Where data ecosystems fall short

Many organisations believe they are ready because they have data. In practice, that is rarely the case. A common issue is fragmentation. Data remains siloed across departments, shaped by legacy systems and historical ways of working. Finance, human resources (HR), and operations each manage their own datasets, often without a consolidated, enterprise-wide view.

This becomes a critical limitation in the context of AI.

Advanced AI use cases, particularly those that rely on autonomous or agentic behaviour, require context across the organisation. When data is fragmented, that context does not exist. Additionally, there is a perception that because data exists, it is ready. But when you ask whether it can support AI-driven decisions across the organisation, the answer is often no.

Data quality is another persistent challenge. Incomplete fields, inconsistent definitions, and poor upstream controls introduce risk across the data pipeline. These issues are not always visible at the reporting layer, but they become significant when data is used for predictive or automated decision-making.

Organisations also struggle with real-time accessibility. Legacy systems were not designed to support continuous data processing. In an AI-driven environment, where decisions rely on up-to-date information, this creates a disconnect between what is required and what the system can deliver.

Governance remains a further point of weakness.

Security and data management practices have often been treated as secondary concerns. With the shift to cloud environments and the increased exposure of data, governance cannot be separated from the data itself. It must be built into the ecosystem’s design.

How data ecosystems need to evolve

To become fit for AI, organisations need to address these gaps in a structured way. The starting point is breaking down silos.

Data must be treated as an enterprise asset, not a collection of departmental resources. This requires a shift in both architecture and mindset. A consolidated view of data allows organisations to provide the context required for more advanced analytics and AI use cases.

Modern data architectures are central to this shift. Approaches such as lakehouse architectures enable the management of both structured and unstructured data within a single environment. Layered models, such as medallion architecture, introduce structure, lineage, and traceability throughout the data lifecycle.

At the same time, infrastructure must evolve. Real-time data processing capabilities, supported by streaming technologies, become essential. Transformation layers must handle diverse data types, and platforms must scale efficiently to process large volumes.

Observability also needs to mature. Monitoring can no longer be limited to system performance. In an AI context, organisations need visibility into issues such as data drift and schema changes to ensure models continue to operate on reliable, consistent data.

Data as a product

Underlying all of these changes is a more fundamental shift. Data needs to be treated as a product. This means assigning ownership, defining lifecycle processes, and continuously evaluating whether data is accurate, relevant, and useful. It also requires clear communication around changes, including when data is updated, replaced, or retired.

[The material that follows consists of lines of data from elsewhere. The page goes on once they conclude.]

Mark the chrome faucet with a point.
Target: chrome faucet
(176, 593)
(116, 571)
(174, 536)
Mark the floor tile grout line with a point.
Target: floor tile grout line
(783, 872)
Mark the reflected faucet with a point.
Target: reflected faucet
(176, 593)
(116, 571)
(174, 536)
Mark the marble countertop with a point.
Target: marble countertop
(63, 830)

People say data is an asset. But treating it as a product is what makes that real. Product thinking introduces accountability. It aligns data management with business outcomes. And it ensures that data is actively maintained, rather than passively stored.

AI has made this shift unavoidable. As organisations look to embed AI into their operations, the quality of their data ecosystem will determine what is possible. Those who address these foundations will be able to move forward with confidence. Those who do not will find that the reality of their data constrains their ambitions. Fit-for-AI is not a future state. It is becoming the minimum standard.